Anti-Western sentiment is high, and it’s no surprise that Little Bao – now not so little – chooses to follow his kung fu teacher in fighting against Western influence. When his teacher is executed for an act of (justified, to Little Bao) aggression against Westerners, his resolve only strengthens. Over time, he and his village friends recruit an army of men who intend to march to Peking and rid China of the foreign and Christian influence. It’s fairly simple for them to dispose of the foreigners; it’s less easy when it comes to the “secondary devils,” the Chinese people who have converted to Christianity. Bao’s story is harrowing in its violence and heartbreak. He commits terrible acts of violence, but such is the power of Yang’s story that it’s difficult to condemn him completely.

Saints is less successful, but only marginally so. Four-Girl is so insignificant to her family that they didn’t even give her a proper name, instead choosing to call her by her place in the birth order. She goes her whole childhood feeling unwanted, and eventually decides to embrace her “devil” side. If she can’t be good, she’ll be exactly the opposite. She finds her way to Christianity in this vein, but she eventually embraces it as her own faith when she chooses a name, Vibiana, therefore making her one of the “secondary devils” Bao despises so much.

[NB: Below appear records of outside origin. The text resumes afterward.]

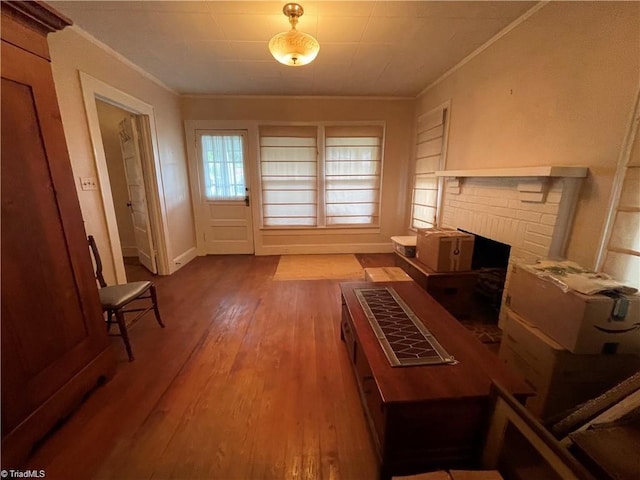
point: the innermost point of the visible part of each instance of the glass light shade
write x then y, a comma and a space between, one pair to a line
294, 48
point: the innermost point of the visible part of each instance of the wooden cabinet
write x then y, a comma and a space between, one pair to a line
430, 416
54, 344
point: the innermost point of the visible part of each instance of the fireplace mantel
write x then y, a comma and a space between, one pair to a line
543, 171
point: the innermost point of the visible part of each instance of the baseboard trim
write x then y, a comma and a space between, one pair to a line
181, 260
323, 249
129, 251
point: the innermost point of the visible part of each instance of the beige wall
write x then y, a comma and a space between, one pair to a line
110, 118
249, 112
71, 53
557, 90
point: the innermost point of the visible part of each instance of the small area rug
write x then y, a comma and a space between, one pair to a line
319, 267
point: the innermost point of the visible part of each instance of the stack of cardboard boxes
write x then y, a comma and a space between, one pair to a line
570, 347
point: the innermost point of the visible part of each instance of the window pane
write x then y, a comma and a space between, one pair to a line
428, 159
626, 231
288, 166
624, 268
223, 166
352, 184
630, 196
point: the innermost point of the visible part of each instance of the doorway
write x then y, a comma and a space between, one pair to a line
92, 90
124, 150
224, 217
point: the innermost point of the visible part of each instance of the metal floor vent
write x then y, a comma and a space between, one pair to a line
402, 336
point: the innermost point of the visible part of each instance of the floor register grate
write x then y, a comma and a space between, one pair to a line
403, 337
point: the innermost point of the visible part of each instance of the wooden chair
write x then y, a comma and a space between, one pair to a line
116, 298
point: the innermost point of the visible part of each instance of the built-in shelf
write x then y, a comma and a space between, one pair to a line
544, 171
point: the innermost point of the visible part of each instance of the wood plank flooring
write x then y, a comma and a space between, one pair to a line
248, 380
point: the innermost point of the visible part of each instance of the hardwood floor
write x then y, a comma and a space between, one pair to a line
248, 380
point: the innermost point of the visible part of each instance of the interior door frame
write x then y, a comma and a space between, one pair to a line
191, 127
92, 90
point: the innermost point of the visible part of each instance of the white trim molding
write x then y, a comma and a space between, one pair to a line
542, 171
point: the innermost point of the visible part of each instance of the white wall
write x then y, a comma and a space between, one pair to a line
71, 53
110, 118
249, 112
559, 89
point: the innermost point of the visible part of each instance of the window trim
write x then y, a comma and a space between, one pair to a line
618, 181
320, 139
446, 108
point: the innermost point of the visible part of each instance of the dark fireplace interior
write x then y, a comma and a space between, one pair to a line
490, 259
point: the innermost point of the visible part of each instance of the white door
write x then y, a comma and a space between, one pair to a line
224, 213
130, 146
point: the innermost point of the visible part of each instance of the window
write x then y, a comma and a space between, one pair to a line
430, 141
352, 175
222, 166
289, 166
622, 254
320, 176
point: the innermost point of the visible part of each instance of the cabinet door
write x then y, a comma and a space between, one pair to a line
52, 324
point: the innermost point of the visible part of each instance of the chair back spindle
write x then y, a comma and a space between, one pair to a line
96, 258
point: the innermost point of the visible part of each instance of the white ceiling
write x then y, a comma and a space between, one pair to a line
372, 48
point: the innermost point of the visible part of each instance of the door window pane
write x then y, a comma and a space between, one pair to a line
223, 167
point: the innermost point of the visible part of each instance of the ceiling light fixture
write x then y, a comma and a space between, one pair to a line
294, 48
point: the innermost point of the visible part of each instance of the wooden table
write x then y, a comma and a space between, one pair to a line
423, 417
453, 290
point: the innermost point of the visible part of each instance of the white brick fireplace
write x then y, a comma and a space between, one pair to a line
530, 209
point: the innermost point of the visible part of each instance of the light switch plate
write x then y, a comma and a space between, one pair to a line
88, 183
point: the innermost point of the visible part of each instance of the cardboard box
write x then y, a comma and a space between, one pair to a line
560, 378
453, 290
587, 324
386, 274
405, 246
445, 250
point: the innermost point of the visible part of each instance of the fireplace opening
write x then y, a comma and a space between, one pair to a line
490, 261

I know the Chinese converts had myriad reasons for their conversion, and some were probably not motivated completely by religious fervor, but I never really bought into Vibiana’s complete capitulation to her new religion. It seemed a bit too abrupt to me. There wasn’t quite enough transition from her joining the religion to spite her family to her actual belief in it, and as a consequence, I never really felt that her religious conviction was so strong that she would die for it (highlight to read the spoiler).

Despite this complaint, her story is still heart-wrenching, made even more so by the fact that I knew about her through Bao’s eyes going into it. The format of the duology works exceptionally well – the two stories complement each other, clearly communicating different, valid perspectives while also endorsing neither completely. This could have been a quite didactic way to tell the story (remember kids, you have to look at everything from both sides!), but it never felt that way. It’s a story about two people caught up in something bigger than themselves and what they choose to do about it.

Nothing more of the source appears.